From Moses to Jeremiah
“And ye shall seek Me and find Me when ye shall search for Me with all your heart.” - Jer. 29:31
I learned this verse in high school and have treasured ever since. What a comforting promise! They LORD will be found by those who seek Him. He is watching. He notices the inclination of the heart. He hears our prayers, and His heart responds with tender joy.
What I did not know until last week is that Jeremiah was reminding his listeners of a much older prophecy. He was recalling God’s word spoken through Moses, knowing it was given precisely for the time in which they lived. Jeremiah was called to sound an alarm in Judah. The LORD was about to render judgment. Their time was running out. He had put up with their idolatry long enough. But of course, the people did not listen. They did not heed the prophet’s warning. Jerusalem was taken. The Temple was destroyed. The people ran to Egypt or were taken as captives to Babylon.
But Jeremiah’s work did not end with judgement. He continued writing and serving the LORD’s people from his exile in Egypt. He wrote words of comfort, like the verse above, reminding his people that though they had broken covenant, the LORD would keep His word. His love would never fail.
Here is the passage from Deuteronomy 4 which Jeremiah references in his book.
25 “When you father children and children's children, and have grown old in the land, if you act corruptly by making a carved image in the form of anything, and by doing what is evil in the sight of the Lord your God, so as to provoke him to anger, 26 I call heaven and earth to witness against you today, that you will soon utterly perish from the land that you are going over the Jordan to possess. You will not live long in it, but will be utterly destroyed. 27 And the Lord will scatter you among the peoples, and you will be left few in number among the nations where the Lord will drive you. 28 And there you will serve gods of wood and stone, the work of human hands, that neither see, nor hear, nor eat, nor smell. 29 But from there you will seek the Lord your God and you will find him, if you search after him with all your heart and with all your soul. 30 When you are in tribulation, and all these things come upon you in the latter days, you will return to the Lord your God and obey his voice. 31 For the Lord your God is a merciful God. He will not leave you or destroy you or forget the covenant with your fathers that he swore to them.

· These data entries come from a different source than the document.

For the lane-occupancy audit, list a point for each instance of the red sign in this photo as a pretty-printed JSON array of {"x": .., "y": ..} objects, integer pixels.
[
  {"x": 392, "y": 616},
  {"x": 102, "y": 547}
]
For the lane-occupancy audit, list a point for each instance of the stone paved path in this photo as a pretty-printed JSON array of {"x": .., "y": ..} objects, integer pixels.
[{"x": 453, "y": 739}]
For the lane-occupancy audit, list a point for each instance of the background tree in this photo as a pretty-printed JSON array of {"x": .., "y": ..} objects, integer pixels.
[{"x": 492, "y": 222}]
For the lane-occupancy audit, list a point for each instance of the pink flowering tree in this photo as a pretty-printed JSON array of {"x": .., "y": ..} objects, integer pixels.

The LORD does not forget His covenant, even when His people trade the glory of His covenant for idols of stone and wood. He is always ready and eager to be found. But He will not tolerate idolatry. The reason, He explains, is that creation was given to all the nations. It is understandable, perhaps even excusable, for other people to seek God of creation by imitating the things He has made. But Israel alone had heard the Living God speak.
32 “For ask now of the days that are past, which were before you, since the day that God created man on the earth, and ask from one end of heaven to the other, whether such a great thing as this has ever happened or was ever heard of. 33 Did any people ever hear the voice of a god speaking out of the midst of the fire, as you have heard, and still live? 34 Or has any god ever attempted to go and take a nation for himself from the midst of another nation, by trials, by signs, by wonders, and by war, by a mighty hand and an outstretched arm, and by great deeds of terror, all of which the Lord your God did for you in Egypt before your eyes? 35 To you it was shown, that you might know that the Lord is God; there is no other besides him. 36 Out of heaven he let you hear his voice, that he might discipline you. And on earth he let you see his great fire, and you heard his words out of the midst of the fire.

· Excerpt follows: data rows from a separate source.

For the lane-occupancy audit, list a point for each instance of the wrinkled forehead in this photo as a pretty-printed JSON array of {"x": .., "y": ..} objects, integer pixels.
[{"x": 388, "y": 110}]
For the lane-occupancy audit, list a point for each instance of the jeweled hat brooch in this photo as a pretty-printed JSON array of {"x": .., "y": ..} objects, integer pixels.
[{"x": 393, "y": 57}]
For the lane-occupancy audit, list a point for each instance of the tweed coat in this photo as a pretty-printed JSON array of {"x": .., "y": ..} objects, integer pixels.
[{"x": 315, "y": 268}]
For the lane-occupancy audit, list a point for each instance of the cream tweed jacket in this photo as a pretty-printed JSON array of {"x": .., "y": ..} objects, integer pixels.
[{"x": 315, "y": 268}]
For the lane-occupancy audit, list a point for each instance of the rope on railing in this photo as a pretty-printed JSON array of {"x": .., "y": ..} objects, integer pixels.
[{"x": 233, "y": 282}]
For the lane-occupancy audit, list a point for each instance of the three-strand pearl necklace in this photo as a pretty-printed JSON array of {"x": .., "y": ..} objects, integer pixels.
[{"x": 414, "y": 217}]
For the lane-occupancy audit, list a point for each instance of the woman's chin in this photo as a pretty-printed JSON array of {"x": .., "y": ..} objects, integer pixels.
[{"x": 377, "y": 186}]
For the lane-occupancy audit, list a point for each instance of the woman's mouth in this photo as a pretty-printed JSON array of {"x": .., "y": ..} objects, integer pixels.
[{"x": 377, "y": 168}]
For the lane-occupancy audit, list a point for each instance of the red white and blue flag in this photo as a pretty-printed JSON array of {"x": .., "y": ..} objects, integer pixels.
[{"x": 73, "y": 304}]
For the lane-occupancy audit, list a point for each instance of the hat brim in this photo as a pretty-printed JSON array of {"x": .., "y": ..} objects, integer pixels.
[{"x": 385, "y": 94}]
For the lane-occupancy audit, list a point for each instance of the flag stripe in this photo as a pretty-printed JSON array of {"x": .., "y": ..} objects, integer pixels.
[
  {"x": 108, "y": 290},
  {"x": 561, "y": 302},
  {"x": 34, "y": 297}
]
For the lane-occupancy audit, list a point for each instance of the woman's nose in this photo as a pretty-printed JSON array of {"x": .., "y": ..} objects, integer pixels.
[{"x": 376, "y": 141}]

For children of Israel, making idols was equivalent to denying their history, their calling, and their supernatural birth as a nation. As Christians, grafted into the people of God, very few of us are tempted to burn incense to statues made of wood or stone. We are, however, tempted to forget our supernatural birth. We find it easy to trade the glory of the New Covenant for things this world values. We are prone to forget that we have been called out of the world, from darkness into light, and we must live in the light as Jesus is in the light. If we do not, we will find ourselves disciplined, just like our spiritual fathers. And just like them, when we lose our way, we must seek the LORD with all our hearts in order to find Him.
Knowing that God never forgets His covenant, I am drawn to pray this prayer for Jews living in the modern state of Israel. The politics of the current war are too complex for me to parse. I only know that God is longing, He is waiting to be found again by His people. So I pray that those to whom He has covenanted Himself will seek Him with all their hearts, and so be found by the God of their fathers.